Women have played a significant role in Alzheimer’s drug development. An article in FierceBiotech takes a look at how they have been involved in the fight against the degenerative brain disease. Per FierceBiotech, “This past year has seen a flurry of attention on Alzheimer’s disease, and the medical community is closer than ever to having treatments that could reverse the devastating neurological disorder. But this breakthrough comes after decades of failure and heartbreak for researchers, pharmaceutical companies, doctors, patients and their caregivers. As Fierce Biotech reported the aftermath of the controversial approval of Biogen’s Aduhelm, we discovered a common thread at many of the top pharma companies who are working on the most advanced treatments in development: women.” https://bit.ly/3d89d5y
GETTING A READ ON HIDDEN FENTAYL.
The stealth presence of fentanyl in opioid drugs is a major driver of drug-related fatalities. A recent study investigated just how much non-prescribed fetanyl was present in opioids for three years. Their findings are far from encouraging. “In the first 2 full weeks of January 2019, before the beginning of the COVID-19 pandemic, 9.6% of specimens from patients receiving MOUD (medication for opioid use disorder) tested positive for nonprescribed fentanyl; the percentage testing positive approximately doubled by the end of 2019 (weeks 51–52) to 26.7% (Figure). During 2020, positive test result rates were highest during March 29–April 11 (weeks 13–14) when the percentage of positive test results peaked at 40.5%. Despite the decline in volume during this period, the overall demographic proportions of patients receiving drug testing remained similar (3), suggesting that substantial shifts in the patient demographics were not driving the increase.” https://bit.ly/2ZJ0nb7
SAME MEMORIES, DIFFERENT RECOLLECTIONS.
A recent study in PLOS ONE compared how well we can recall autobiographical memories when were are young and old. According to the authors, “The pattern of findings was broadly consistent with the results of previous investigations, suggesting that (1) the results of the different AM tasks are reliable, and (2) variable age effects in the autobiographical memory literature are at least partly due to the use of different tasks, which cannot be considered interchangeable measures of autobiographical memory ability. The results are also consistent with recent work dissociating measures of specificity and detail in autobiographical memory, and suggest that specificity is particularly sensitive to ageing. In contrast, detail is less sensitive to ageing, but is influenced by retention interval and event type. The extent to which retention interval and event type interact with age remains unclear; further research using specially designed autobiographical memory tasks could resolve this issue.” https://bit.ly/3lmvIYD
THAT’S WHAT FRIENDS ARE FOR.
How and why animals, especially humans, form friendships has not always been clear from an evolutionary standpoint.
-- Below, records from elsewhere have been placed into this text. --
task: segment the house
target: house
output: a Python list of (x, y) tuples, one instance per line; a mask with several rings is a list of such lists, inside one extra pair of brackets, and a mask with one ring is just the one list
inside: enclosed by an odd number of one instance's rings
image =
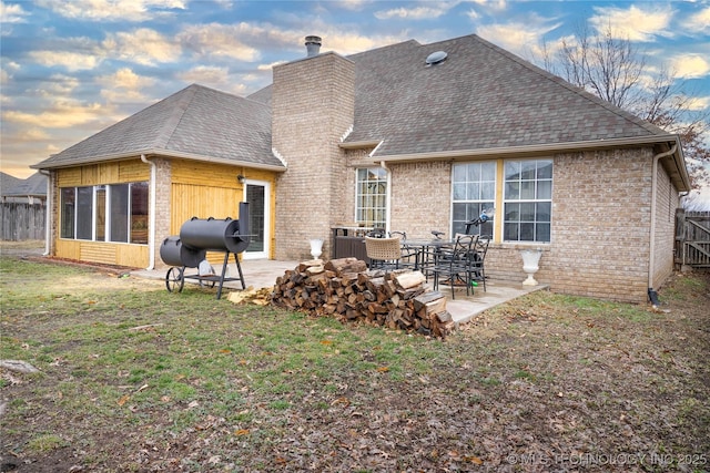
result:
[(44, 205), (47, 200), (47, 176), (34, 173), (27, 179), (2, 174), (2, 202), (18, 202), (30, 205)]
[[(51, 253), (160, 265), (193, 215), (250, 202), (244, 257), (310, 258), (333, 228), (449, 235), (487, 210), (487, 274), (643, 301), (673, 268), (689, 177), (679, 137), (467, 35), (273, 69), (237, 97), (191, 85), (33, 166), (50, 172)], [(111, 195), (111, 198), (108, 196)]]

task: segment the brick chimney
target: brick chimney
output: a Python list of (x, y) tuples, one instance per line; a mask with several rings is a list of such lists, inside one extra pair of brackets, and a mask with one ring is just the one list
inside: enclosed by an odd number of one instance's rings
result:
[[(321, 45), (307, 37), (307, 44)], [(287, 171), (276, 182), (276, 259), (311, 259), (308, 240), (325, 240), (343, 219), (347, 178), (338, 146), (355, 116), (355, 64), (334, 52), (273, 69), (272, 146)]]

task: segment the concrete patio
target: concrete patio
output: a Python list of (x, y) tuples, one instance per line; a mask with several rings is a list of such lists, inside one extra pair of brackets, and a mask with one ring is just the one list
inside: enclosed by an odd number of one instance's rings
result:
[[(264, 287), (272, 287), (276, 282), (278, 276), (283, 276), (288, 269), (294, 269), (298, 266), (298, 261), (276, 261), (272, 259), (252, 259), (243, 260), (241, 263), (242, 273), (244, 275), (244, 281), (246, 287), (253, 287), (254, 289), (261, 289)], [(221, 275), (222, 265), (213, 265), (217, 275)], [(165, 279), (168, 269), (153, 269), (145, 270), (140, 269), (132, 271), (131, 274), (136, 277), (146, 279)], [(196, 268), (187, 268), (185, 270), (187, 276), (196, 275)], [(237, 277), (239, 273), (234, 263), (227, 265), (227, 277)], [(195, 279), (185, 279), (185, 284), (196, 284)], [(241, 289), (240, 281), (225, 281), (222, 297), (226, 297), (231, 290)], [(548, 289), (545, 285), (538, 286), (523, 286), (519, 284), (510, 284), (507, 281), (488, 280), (486, 284), (487, 290), (484, 291), (483, 286), (475, 288), (473, 296), (466, 296), (465, 288), (456, 289), (456, 299), (452, 300), (450, 287), (440, 287), (442, 294), (447, 298), (446, 308), (452, 313), (452, 317), (457, 323), (464, 323), (469, 321), (476, 315), (491, 307), (498, 306), (508, 300), (513, 300), (517, 297), (524, 296), (537, 290)], [(216, 289), (215, 289), (216, 290)]]

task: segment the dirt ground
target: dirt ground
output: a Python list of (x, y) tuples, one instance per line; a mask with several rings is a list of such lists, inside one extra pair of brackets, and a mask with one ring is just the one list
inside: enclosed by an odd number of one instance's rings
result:
[[(97, 278), (87, 274), (72, 287)], [(8, 399), (47, 407), (45, 417), (28, 407), (22, 424), (2, 422), (0, 410), (0, 472), (708, 472), (710, 274), (676, 274), (659, 296), (658, 310), (549, 292), (515, 300), (437, 345), (426, 376), (343, 370), (324, 393), (294, 372), (305, 397), (280, 411), (251, 399), (251, 433), (205, 414), (158, 442), (150, 432), (169, 428), (159, 405), (133, 426), (94, 425), (52, 408), (57, 400), (34, 399), (31, 378), (0, 371), (6, 409)], [(1, 328), (48, 338), (21, 310), (3, 315)], [(75, 374), (61, 363), (51, 369), (58, 380)], [(50, 442), (62, 424), (72, 442), (55, 440), (40, 453), (22, 446), (43, 433)]]

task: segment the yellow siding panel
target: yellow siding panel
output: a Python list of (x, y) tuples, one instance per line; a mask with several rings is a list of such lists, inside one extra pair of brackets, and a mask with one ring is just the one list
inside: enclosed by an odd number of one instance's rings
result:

Recently, scientists have inched closer to a working theory. As you’d have guessed, it has everything to do with survival. Per the BBC, “From around the age of four, children develop an understanding that other people may have thoughts, interests and feelings that are different to theirs. This emerging capacity, known as Theory of Mind, helps children make friends, says Eileen Kennedy-Moore, a clinical psychologist and author of the book Growing Friendships: A Kids’ Guide to Making and Keeping Friends. ‘They become better at imagining someone else’s perspective and this fuels more intimate friendships.’ Children often have a pragmatic view of friendship, forming close bonds with peers in the playground or classroom, says Kennedy-Moore. “It is a ‘love the one you’re with’ approach. The thing that kids have as an advantage over adults is that they are in the room with 25 others in their stage of life,’ she says. ‘In adulthood it takes deliberate effort to find and cultivate friendships.’” Good friends help keep you alive; toxic friends need to be kicked to the curb. https://bbc.in/3rnwYyI
Thanks for reading. Let’s be careful out there.